Due Date for filing Original return was July 31, 2022
Due Date for filing Belated/Revised return is December 31, 2022

Filing a Belated ITR
• If you have a tax refund due from the Income Tax Department, then filing a belated ITR allows you to claim such tax refund;
• Losses of the current year are allowed to be set-off from other incomes as per the provisions of income tax law;
• Investment based deductions can still be claimed such as LIC premium, medical insurance, PF, NPS, Tax Saver mutual funds, Tax Saver FDs, Repayment of housing
loans, etc.;

• Belated return filed can also be revised on account of any error or omission in the filed ITR on or before December 31, 2022.
Sacrifices involved while filing a Belated ITR

• Specific Losses of Current Year cannot be carried forward to future years like
▪ losses from short or long term capital loss,
▪ losses from business or profession (excluding depreciation),
▪ losses from activity of owning and maintaining race horses.

However, Loss from House Property can be carried forward
• Interest on default in filing belated return applies @1 per cent per month or part thereof that immediately starts from the date following the due date of filing of ITR and ends on the date of filing of ITR (234A)

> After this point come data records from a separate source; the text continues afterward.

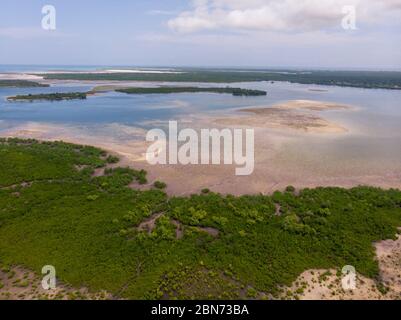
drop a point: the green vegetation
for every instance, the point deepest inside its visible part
(53, 210)
(159, 185)
(49, 96)
(165, 90)
(21, 84)
(359, 79)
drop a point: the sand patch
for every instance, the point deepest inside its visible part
(295, 115)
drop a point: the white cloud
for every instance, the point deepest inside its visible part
(276, 15)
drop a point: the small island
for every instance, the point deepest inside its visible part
(50, 96)
(166, 90)
(21, 84)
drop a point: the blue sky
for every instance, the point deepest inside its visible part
(265, 33)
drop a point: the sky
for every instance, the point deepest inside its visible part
(217, 33)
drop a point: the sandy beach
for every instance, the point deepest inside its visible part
(283, 134)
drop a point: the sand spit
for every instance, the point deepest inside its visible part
(21, 284)
(296, 115)
(326, 284)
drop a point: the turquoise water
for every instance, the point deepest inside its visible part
(373, 140)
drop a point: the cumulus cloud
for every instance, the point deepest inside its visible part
(275, 15)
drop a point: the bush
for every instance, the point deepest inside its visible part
(159, 185)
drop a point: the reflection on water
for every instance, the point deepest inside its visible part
(374, 140)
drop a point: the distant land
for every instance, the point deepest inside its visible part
(49, 96)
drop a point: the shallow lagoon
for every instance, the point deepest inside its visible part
(371, 149)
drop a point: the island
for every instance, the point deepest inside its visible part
(21, 84)
(357, 79)
(166, 90)
(50, 96)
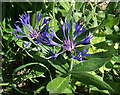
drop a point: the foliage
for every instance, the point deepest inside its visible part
(29, 72)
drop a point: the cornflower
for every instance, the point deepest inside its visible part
(69, 44)
(34, 33)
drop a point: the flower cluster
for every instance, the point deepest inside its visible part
(69, 44)
(33, 32)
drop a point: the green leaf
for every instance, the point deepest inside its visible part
(78, 5)
(112, 22)
(113, 37)
(37, 71)
(59, 63)
(23, 66)
(90, 65)
(90, 15)
(90, 79)
(54, 24)
(115, 86)
(58, 85)
(111, 6)
(69, 14)
(65, 5)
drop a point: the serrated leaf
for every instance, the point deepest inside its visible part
(58, 85)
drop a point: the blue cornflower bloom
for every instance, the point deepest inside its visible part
(69, 43)
(35, 33)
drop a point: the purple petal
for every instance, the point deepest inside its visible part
(26, 45)
(55, 55)
(64, 30)
(19, 29)
(69, 27)
(86, 40)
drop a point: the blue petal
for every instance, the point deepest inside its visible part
(55, 55)
(69, 27)
(64, 30)
(26, 45)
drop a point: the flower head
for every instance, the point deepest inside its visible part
(35, 33)
(69, 44)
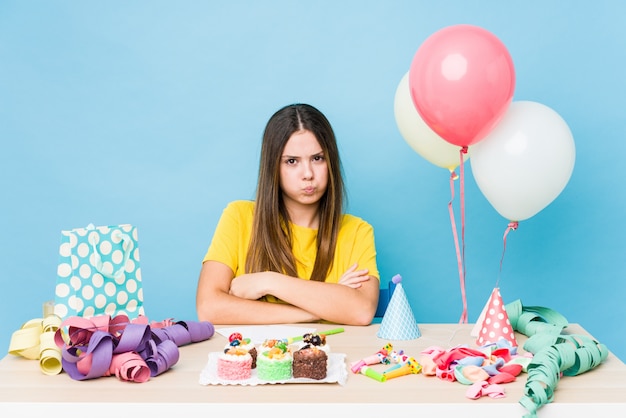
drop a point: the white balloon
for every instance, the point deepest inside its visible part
(418, 134)
(525, 162)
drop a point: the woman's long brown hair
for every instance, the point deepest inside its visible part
(271, 241)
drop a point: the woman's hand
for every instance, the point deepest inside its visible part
(249, 286)
(354, 278)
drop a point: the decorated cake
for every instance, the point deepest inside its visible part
(234, 363)
(311, 359)
(236, 340)
(274, 361)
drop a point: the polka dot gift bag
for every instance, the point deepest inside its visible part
(99, 273)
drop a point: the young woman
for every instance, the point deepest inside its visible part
(292, 255)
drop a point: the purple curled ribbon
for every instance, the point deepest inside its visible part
(129, 351)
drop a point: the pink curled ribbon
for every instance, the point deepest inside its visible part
(132, 351)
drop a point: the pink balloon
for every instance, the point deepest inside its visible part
(462, 81)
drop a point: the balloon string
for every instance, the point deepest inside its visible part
(463, 150)
(453, 177)
(511, 227)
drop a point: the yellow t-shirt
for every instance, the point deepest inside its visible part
(355, 243)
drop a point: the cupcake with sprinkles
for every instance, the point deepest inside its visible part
(234, 363)
(236, 340)
(311, 359)
(274, 361)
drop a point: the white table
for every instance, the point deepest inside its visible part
(26, 391)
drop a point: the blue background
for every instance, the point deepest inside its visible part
(151, 113)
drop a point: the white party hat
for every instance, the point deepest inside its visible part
(398, 322)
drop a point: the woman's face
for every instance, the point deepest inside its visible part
(303, 170)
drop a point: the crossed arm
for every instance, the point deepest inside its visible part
(221, 299)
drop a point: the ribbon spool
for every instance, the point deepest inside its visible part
(35, 341)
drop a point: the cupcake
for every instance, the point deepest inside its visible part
(234, 364)
(274, 361)
(236, 340)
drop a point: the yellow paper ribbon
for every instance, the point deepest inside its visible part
(35, 341)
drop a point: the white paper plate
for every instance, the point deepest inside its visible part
(337, 373)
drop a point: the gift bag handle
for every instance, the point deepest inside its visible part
(126, 246)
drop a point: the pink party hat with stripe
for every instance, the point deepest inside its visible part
(493, 324)
(398, 322)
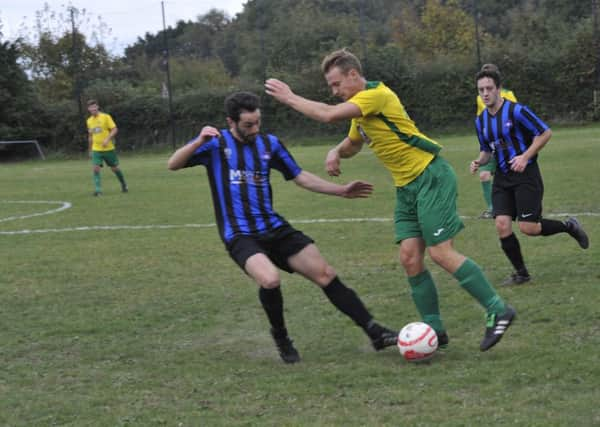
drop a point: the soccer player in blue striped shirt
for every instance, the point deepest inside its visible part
(239, 161)
(514, 135)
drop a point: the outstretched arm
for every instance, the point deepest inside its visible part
(315, 110)
(352, 190)
(182, 155)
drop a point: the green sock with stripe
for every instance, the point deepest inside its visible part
(471, 278)
(97, 182)
(424, 295)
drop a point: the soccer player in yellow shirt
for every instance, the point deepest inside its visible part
(486, 171)
(425, 214)
(101, 132)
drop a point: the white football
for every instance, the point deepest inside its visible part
(417, 342)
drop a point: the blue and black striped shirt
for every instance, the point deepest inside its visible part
(239, 176)
(509, 132)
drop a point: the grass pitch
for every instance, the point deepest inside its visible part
(125, 310)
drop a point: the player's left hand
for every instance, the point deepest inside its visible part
(278, 90)
(518, 163)
(357, 189)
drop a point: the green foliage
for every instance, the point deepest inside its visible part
(17, 99)
(424, 49)
(152, 324)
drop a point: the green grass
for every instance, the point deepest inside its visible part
(157, 326)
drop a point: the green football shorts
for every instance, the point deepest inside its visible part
(426, 207)
(490, 166)
(110, 157)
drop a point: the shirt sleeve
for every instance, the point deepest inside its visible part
(282, 160)
(370, 102)
(483, 145)
(110, 123)
(203, 153)
(529, 120)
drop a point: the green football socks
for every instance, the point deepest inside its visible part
(472, 279)
(97, 182)
(486, 186)
(424, 295)
(121, 177)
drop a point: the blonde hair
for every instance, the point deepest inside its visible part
(343, 59)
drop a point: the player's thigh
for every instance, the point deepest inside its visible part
(252, 258)
(406, 221)
(262, 270)
(97, 158)
(436, 204)
(528, 198)
(111, 159)
(503, 200)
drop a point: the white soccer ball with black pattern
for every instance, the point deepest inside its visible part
(417, 342)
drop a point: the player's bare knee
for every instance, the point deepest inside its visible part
(327, 276)
(268, 281)
(530, 228)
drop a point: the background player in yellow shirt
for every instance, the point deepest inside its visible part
(425, 215)
(101, 132)
(486, 171)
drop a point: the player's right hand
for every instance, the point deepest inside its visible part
(332, 163)
(207, 133)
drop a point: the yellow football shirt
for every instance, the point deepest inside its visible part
(99, 127)
(392, 135)
(505, 93)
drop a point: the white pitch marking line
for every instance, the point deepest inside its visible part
(64, 206)
(171, 226)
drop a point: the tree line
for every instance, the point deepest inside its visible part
(426, 50)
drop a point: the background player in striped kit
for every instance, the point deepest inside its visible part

• Mandatory late return filing fees –

Particulars Late fee amount
Taxable income is below Rs. 500000 Rs 1,000
Taxable income is equal to or more than Rs. 5,00,000 Rs 5,000
  • Interest on Income Tax Refund, if applicable, will be calculated from the date of filing ITR and not from April 1, 2022.

 

 

5. Kulwant Singh Vs Union Of India And Others (Punjab and Haryana HC) CWP-18032-2022 (O&M) dated 23rd August,2022

Stays Notice under section 148 & order under section 148A(d)
• The proviso to Section 149 specifically provides that no notice under Section 148 shall be issued if such notice could not have been issued at that time on account of being beyond the time limit specified under the provisions of Section 149(1)(b) as it stood immediately before the commencement of Finance Act 2021 as such
• In terms of proviso to Section 149 as amended w.e.f. 01.04.2021, since more than 6 years had elapsed from the end of assessment year 2013-2014 on 31.03.2020, the re-assessment notice for assessment year 2013-2014 could not be issued.

• The Court after taking note of various contentions of the assesse, issued notice of motion and ordered-
“Further proceedings in the matter shall be kept in abeyance till further orders”.